ECommerce websites have their own unique character that is designed to lead the visitor to one simple task – make an online purchase. Flash Web Designers needs to consider a variety of online selling principles while designing an eCommerce website. In this article we will try to take a look at some of the major design aspects that you must have in an eCommerce website. Many of you are probably already asking why ecommerce website development is different from any other website development. They all need to be attractive, well organized and use the right colors that fits the website spirit and so on. Your instincts are good. However a close look at some successful eCommerce websites will reveal the conceptual differences that are typical in a successful eCommerce website.
An eCommerce website needs to follow certain selling principles: Give the user a pleasant experience during his online shopping, Make certain you provide sufficient information on who owns the website and why they should be trusted and The website must be easy to use. If it isn’t, the visitor will go to your competitor.

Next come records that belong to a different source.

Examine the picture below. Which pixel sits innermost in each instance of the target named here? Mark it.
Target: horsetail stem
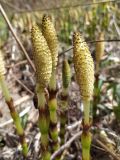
(50, 35)
(14, 114)
(66, 78)
(43, 63)
(100, 46)
(84, 69)
(99, 50)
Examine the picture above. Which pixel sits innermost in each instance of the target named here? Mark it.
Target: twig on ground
(15, 36)
(74, 125)
(26, 110)
(17, 64)
(66, 145)
(108, 150)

Those principles are not new. We all know those basics from our day to day experiences in the mall, shopping center and every other market place that is waiting for us to open up our wallets. The big challenge for a web designer is how to translate those conventional marketing techniques to the virtual world of the internet. I’m sure you’ve all noticed that in most supermarkets the bread stand is placed at the far end of the building, yet you can smell the fresh bread at the entrance (sometimes they even use a special air duct to carry the smells). That has been done deliberately. Marketers use our sense of smell to draw us through the store where we are exposed to all sorts of tempting goodies as we go to get our loaf of bread.

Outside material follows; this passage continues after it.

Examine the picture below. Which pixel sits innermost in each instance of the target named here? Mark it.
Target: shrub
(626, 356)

How do you draw an imaginarily path in a web page? A path designed to lead the visitor to do what you want him to do…make an online purchase. Unlike the supermarket our website has no smell. In a website the distance from one point to the other is pretty much the same, so the exit is always right there. In a website you can try to order the “shelf” in the way you think will best expose the visitor to many of your products, but there is always a chance that he will find a short cut to another page that can also be the way off your site.
As can be see, although putting your products on the web is much easier then renting space and opening a supermarket. However, selling your products on the web can be difficult.